The North Pacific Fisheries Management Council took final action to create a Bering Sea/Aleutian Islands limited entry program for the cod trawl fishery in their October meeting, but dropped a gear provision element that would have provided more flexibility for trawlers to avoid bycatch by being able to lease quota to other gear types.
The gear provision element would have made it possible for boats fishing pot gear to lease quota from a trawl boat or for a trawler to take their quota on a pot boat if they were encountering high halibut or other bycatch.
Advisory panel member Erik Velsko said it was unfortunate that the provision got dropped and that the decision was largely based on an effort by the trawl lobbyists to paint the pot fishery as dirty.
“They were almost painting a picture that pot cod is dirtier than trawl,” Velsko said.
Part of that came from a National Marine Fisheries Service estimate that half of the crab caught as bycatch in cod pots and thrown overboard don’t survive.
“They need to do another study and get that readdressed because that’s just not true,” he said.
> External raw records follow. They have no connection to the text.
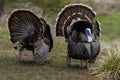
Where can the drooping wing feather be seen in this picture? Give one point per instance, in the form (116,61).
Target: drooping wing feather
(22,23)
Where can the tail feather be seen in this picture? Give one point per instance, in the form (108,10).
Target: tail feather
(22,23)
(71,14)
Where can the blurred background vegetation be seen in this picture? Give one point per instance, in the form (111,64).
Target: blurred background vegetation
(108,13)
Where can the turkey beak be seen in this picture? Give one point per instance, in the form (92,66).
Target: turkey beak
(88,34)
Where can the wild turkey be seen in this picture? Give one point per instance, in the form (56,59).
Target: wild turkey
(30,33)
(75,23)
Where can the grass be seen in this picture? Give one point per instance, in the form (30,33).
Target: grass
(54,68)
(108,66)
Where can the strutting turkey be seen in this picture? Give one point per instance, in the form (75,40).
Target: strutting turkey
(75,23)
(31,33)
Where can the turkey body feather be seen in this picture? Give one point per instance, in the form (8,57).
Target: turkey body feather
(76,23)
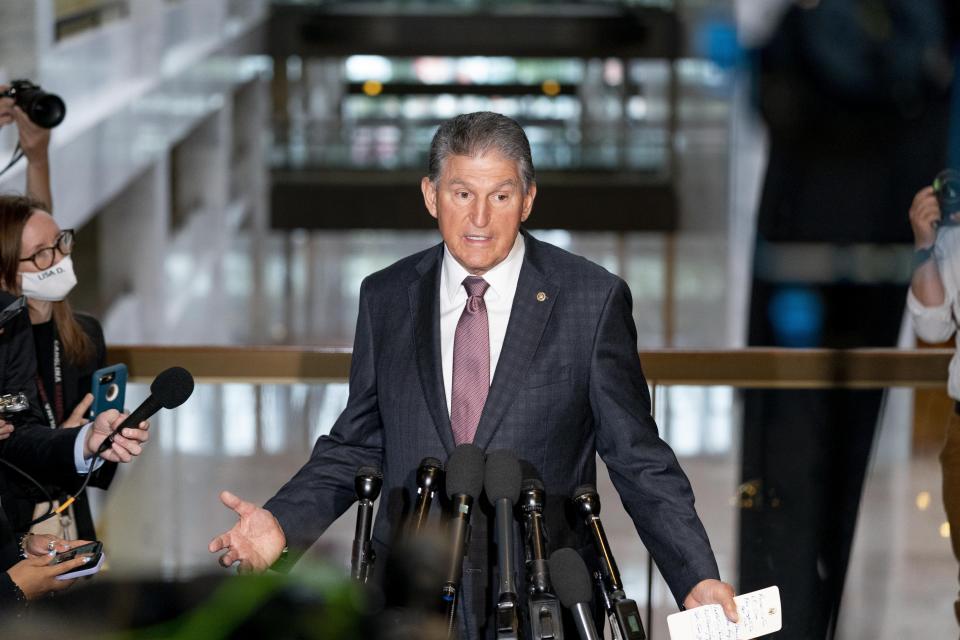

He guessed the mortality percentage is probably closer to 5% since the pot cod fishermen are not generally fishing extreme cold temperatures that freezes the lungs of the crab, and that there have been no studies of how many crab are squashed on the bottom and killed by hard-on-bottom trawling in fisheries like yellowfin sole.
He said that “unobserved mortality” in the trawl fishery is an issue that needs to be addressed, sooner rather than later.
Velsko also said that the Bering Sea seems to be in pretty bad shape and managing for sustained yield of one large biomass species such as cod or pollock at the expense of species with a smaller biomass but higher monetary value such as crab, halibut and black cod is short-sighted.
“Back when we set all these limits (on bycatch), there was plenty of fish to go around, and stuff starts necking down here,” he said.
He said that static caps on bycatch lead to situations like now where the trawl fleet catches and discards more pounds of halibut than what is allowed in the directed fishery.
He has been advocating for an abundance-based cap on bycatch, but said that with the deep pockets of the trawl interests that lobby the Council, he’s not optimistic.
However, he says something needs to be done.
“They need to take a more holistic approach to management,” he said.